The Shuddering by Ania Ahlborn: synopsis from Goodreads: They only come when it snows, and nobody ever gets away. A group of close friends gathers at a secluded cabin in the wintry mountains of Colorado for a final holiday hurrah. Instead, it may be their last stand. First a massive blizzard leaves them marooned. Then the more chilling realization: something is lurking in the woods, watching them, waiting... Now a weekend of family, friends, and fun has turned into a test of love and loyalty in the face of inhuman horrors. The only hope for those huddled inside is to fight—tooth and nail, bullet and blade—for their lives. Otherwise, they'll end up like the monsters' other victims: bright pools of blood on glittering snow, screams lost in the vast mountains.
|I had been rating books pretty generously this year, so I remembering feeling a bit miserly only giving this three stars, because it wasn't bad by any means.

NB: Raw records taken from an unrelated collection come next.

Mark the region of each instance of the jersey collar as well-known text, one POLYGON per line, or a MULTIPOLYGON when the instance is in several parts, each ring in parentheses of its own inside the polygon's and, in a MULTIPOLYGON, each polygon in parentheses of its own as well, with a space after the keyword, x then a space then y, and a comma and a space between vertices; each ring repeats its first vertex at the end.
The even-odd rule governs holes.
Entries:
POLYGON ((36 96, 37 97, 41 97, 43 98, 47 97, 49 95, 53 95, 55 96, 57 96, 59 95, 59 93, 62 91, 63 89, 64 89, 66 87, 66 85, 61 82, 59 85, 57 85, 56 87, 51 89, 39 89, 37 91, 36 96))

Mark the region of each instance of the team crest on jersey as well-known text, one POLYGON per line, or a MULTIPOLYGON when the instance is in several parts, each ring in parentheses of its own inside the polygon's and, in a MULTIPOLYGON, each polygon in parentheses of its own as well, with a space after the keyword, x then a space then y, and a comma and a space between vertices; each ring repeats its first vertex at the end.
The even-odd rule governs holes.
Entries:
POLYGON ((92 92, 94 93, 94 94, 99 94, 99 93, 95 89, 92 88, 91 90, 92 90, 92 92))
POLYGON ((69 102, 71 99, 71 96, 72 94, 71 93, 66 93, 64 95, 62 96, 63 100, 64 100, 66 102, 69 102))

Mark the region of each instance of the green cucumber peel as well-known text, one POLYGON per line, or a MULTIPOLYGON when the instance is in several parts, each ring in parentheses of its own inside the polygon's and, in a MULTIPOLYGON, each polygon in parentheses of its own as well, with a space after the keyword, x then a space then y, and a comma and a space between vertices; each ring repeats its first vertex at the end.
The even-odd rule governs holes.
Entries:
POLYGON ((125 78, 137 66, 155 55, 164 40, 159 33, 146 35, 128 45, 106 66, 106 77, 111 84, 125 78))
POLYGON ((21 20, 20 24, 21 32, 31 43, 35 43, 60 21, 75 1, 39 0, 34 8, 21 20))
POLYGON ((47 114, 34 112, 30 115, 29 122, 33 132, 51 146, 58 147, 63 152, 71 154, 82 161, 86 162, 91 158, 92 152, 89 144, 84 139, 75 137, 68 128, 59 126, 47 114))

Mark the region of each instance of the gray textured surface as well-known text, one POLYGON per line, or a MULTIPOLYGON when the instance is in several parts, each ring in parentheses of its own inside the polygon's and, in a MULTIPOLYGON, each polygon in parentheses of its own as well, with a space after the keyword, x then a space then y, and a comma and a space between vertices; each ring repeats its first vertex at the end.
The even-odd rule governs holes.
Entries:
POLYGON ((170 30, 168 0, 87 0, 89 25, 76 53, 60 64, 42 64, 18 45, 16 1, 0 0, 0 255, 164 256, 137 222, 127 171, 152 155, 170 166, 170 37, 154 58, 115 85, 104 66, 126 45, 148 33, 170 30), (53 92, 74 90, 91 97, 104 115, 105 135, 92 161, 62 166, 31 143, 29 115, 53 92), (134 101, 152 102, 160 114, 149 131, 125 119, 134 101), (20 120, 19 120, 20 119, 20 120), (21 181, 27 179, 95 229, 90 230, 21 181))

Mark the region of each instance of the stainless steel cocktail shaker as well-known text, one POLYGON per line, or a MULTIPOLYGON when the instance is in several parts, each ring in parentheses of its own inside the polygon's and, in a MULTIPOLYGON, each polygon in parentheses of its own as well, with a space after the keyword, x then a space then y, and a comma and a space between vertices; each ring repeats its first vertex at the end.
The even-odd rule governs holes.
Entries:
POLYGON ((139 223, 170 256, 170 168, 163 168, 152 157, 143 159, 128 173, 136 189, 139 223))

It had all the elements and the writing wasn't terrible, it just didn't have anything extra, and I've read some really next-level horror lately, so I wanted something extra. It suffered a bit from the fact that the older couple in the kind of prologue, meant to set the scene and reveal the Big Bad, was wonderfully depicted and I loved them and I was bitter that they were just cannon fodder and the kind of douchey young people got all the air time.